Решительность и смелость, с какой Рылеев перешел за предел пожеланий, мечтаний и слов, были изумительны.

XIV

Первое тайное общество, в которое вступил Рылеев, была масонская ложа. Попал он в нее еще в 1820 году, когда, только что женившись, на короткий срок приезжал в Петербург. Он вступил в это общество, как вступали тогда весьма многие молодые люди, побуждаемый, вероятно, более общенравственными соображениями, чем политическими. Ложа называлась «Пламенеющей звездой», и дела и прения велись в ней на немецком языке. Рылеев числился «братом первой степени». Какое участие принимал он в масонской «работе» и часто ли он посещал свою ложу, мы не знаем, но есть основание думать, что эта работа была очень скромная, и о личности Рылеева сами «братья» имели представление довольно смутное.[578]

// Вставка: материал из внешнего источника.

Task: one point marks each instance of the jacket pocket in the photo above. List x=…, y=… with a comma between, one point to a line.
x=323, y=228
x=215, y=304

Со вступлением в тайное политическое общество, у Рылеева, конечно, уже не оставалось времени для другой тайной работы.

Рылеев был принят в Петербургское или Северное тайное общество в начале 1823 года, когда оно состояло из немногих членов и готово было распасться. Главой общества сначала был Никита Муравьев, затем, в конце 1823 года, к нему присоединились князья Трубецкой и Оболенский. Когда через год князь Трубецкой уехал в Киев, на его место членом директории или думы назначили Рылеева, который настоял, чтобы впредь сии директоры или правители были не бессменными, а избирались только на один год.

Со времени вступления Рылеева в думу общество стало обнаруживать бо́льшую и более беспокойную активность. Принимая во внимание характер Рылеева, этому легко поверить, но в чем именно заключалась его деятельность 1823–1824 годов – об этом сведений очень мало. По-настоящему она началась только в 1825 году, а до этого время уходило, кажется, главным образом на организацию совещаний и на споры о политических программах. Рылеев принимал во всех этих совещаниях и спорах близкое участие, образ мыслей его становился все радикальнее и радикальнее, речи, достаточно, впрочем, неустойчивые, все горячее и решительнее.

Общество расширялось, но очень медленно, и даже ближайшее дело, которое само собой напрашивалось, т. е. объединение существующих тайных обществ северного и южного, согласование их действий – так и не двинулось вперед до самого критического момента, когда обе группы, вступив с правительством в открытую борьбу, стали действовать без всякого соглашения и выработанного сообща плана.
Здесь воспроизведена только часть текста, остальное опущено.